NEW YORK (AP) ' New York investment bank Morgan Stanley posted a fourth-quarter loss of $275 million Thursday, a reversal from its gain of $600 million a year ago.

But the loss, equivalent to 15 cents per share, was far smaller than the 43-cent loss that Wall Street had predicted. Relieved investors sent Morgan Stanley's shares up 5 percent before the market opened.

The loss stemmed from Morgan Stanley's settlement last month with bond insurer MBIA, an agreement that slashed earnings by 59 cents per share. MBIA had accused Morgan Stanley of being misleading about the quality of commercial mortgage-backed securities it wanted insured.

Morgan Stanley and other banks accused the insurer of restructuring itself to avoid paying claims the banks made. While the settlement took a deep hit on quarterly results, Morgan Stanley portrayed it as a step in cleaning up its balance sheet.

CEO James Gorman said in a statement that Morgan Stanley has been "addressing a number of outstanding strategic and legacy issues" for the past year, and is now "well positioned to deliver improved returns to shareholders in 2012 and beyond."

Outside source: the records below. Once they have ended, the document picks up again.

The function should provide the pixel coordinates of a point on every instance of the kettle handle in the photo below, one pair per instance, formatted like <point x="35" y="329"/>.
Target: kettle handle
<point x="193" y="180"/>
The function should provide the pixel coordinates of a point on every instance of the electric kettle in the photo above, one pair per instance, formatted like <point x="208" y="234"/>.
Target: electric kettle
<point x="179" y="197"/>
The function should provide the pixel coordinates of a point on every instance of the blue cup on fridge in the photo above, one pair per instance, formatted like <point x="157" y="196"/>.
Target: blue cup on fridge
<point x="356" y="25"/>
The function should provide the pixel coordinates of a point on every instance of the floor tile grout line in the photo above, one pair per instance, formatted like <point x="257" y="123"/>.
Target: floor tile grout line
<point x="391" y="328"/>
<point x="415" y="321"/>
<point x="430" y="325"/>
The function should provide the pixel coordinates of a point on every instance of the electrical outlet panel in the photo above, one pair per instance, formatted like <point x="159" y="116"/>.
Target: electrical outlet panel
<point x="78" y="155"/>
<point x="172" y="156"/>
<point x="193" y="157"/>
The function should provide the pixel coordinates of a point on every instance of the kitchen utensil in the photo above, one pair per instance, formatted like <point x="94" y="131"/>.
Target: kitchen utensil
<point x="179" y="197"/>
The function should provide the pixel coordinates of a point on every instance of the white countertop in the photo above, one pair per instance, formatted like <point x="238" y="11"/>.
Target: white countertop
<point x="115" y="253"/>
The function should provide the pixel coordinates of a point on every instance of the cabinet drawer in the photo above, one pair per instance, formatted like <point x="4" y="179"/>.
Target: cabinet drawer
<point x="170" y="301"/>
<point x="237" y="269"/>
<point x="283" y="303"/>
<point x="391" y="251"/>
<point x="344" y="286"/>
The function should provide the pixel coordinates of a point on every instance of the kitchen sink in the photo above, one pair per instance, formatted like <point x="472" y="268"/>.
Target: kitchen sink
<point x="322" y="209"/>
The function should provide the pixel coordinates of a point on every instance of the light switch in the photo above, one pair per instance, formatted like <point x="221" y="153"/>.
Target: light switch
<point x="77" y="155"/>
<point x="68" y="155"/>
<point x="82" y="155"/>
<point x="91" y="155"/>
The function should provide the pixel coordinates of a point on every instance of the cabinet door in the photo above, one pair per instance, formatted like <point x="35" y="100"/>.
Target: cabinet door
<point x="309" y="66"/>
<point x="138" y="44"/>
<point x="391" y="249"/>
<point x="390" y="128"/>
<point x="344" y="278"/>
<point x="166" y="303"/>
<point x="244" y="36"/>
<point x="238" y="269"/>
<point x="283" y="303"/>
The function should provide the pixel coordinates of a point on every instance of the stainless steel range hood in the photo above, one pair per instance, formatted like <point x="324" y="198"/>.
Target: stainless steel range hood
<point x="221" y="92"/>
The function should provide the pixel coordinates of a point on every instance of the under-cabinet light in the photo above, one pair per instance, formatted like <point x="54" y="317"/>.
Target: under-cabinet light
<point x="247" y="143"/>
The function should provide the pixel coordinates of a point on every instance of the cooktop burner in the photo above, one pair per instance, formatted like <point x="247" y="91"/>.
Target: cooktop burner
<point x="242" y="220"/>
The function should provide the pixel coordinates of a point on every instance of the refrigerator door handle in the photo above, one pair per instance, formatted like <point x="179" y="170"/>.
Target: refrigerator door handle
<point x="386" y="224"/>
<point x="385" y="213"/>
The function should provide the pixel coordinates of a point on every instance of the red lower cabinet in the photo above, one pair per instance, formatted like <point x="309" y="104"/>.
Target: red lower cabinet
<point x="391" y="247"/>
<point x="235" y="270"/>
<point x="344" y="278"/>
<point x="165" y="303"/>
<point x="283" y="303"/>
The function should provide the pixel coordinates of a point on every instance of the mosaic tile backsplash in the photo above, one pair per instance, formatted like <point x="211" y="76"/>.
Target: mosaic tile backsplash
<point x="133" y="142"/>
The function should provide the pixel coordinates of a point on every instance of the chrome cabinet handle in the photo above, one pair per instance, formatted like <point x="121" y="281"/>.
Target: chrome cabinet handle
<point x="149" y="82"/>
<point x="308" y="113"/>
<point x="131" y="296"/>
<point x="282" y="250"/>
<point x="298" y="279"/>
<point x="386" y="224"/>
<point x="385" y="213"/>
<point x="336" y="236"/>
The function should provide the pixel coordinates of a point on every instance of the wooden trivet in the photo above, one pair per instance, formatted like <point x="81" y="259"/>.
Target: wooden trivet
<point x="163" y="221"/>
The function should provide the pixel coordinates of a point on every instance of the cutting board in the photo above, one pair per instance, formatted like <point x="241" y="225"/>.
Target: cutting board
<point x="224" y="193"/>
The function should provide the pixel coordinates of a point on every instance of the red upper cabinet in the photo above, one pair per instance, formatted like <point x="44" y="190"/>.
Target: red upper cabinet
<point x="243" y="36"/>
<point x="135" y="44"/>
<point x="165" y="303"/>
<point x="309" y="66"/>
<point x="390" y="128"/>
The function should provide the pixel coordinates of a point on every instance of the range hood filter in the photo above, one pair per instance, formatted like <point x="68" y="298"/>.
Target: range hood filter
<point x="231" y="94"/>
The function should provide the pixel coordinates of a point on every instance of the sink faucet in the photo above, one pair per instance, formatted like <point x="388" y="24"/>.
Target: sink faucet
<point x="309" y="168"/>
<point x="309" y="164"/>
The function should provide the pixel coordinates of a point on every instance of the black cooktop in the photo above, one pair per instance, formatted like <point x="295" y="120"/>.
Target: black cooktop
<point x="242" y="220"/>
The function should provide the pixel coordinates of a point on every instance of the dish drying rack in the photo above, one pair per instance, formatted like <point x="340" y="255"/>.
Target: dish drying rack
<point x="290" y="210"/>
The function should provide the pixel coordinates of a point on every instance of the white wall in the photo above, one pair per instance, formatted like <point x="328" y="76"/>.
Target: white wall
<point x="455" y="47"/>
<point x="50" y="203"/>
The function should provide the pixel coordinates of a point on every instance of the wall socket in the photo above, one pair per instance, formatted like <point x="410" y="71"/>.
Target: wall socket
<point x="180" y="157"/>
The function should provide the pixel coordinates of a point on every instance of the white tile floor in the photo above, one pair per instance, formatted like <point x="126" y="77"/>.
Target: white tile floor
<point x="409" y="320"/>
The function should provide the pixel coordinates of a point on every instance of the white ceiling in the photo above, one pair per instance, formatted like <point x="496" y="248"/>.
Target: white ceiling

Like its peers, Morgan Stanley has been trimming expenses and cutting jobs as the economy continues to struggle. It's also figuring out how to redefine itself as new government regulations crimp former sources of revenue, including some complicated investment vehicles and trading for its own profit.

Quarterly revenue of $5.7 billion was down from $7.7 billion a year ago. The bank's institutional securities unit swung to a loss. It also posted a 68 percent decline in revenue, as nervous clients held off on underwriting new deals or pursuing mergers. The institutional securities unit, the bank's largest, helps clients with investment banking services like packaging securities and trading currencies.

Though investment banking is always volatile, the risks are more pronounced at Morgan Stanley. Unlike some of its rivals, like JPMorgan Chase & Co. and Bank of America Corp., Morgan Stanley doesn't have a large consumer deposit base or much plain-vanilla lending to rely on when its investment bank stumbles.

Gorman, who became CEO in 2010, has been slimming down the bank, selling off units like a mortgage servicing division and an asset management business. He's been emphasizing divisions like wealth management, which provide smaller returns than some investment banking operations used to but also carry a lot less risk because they're based on fees rather than markets.

Despite those efforts, Morgan Stanley's wealth management unit struggled in the quarter. Revenue fell 3 percent and profit fell 20 percent for the unit, which offers financial planning for wealthy individuals and small to medium-sized businesses. Asset management, which manages investment portfolios, also reported lower revenue and profits, thanks in part to souring investments in real estate.

Morgan Stanley's stock jumped 6 percent in pre-market trading.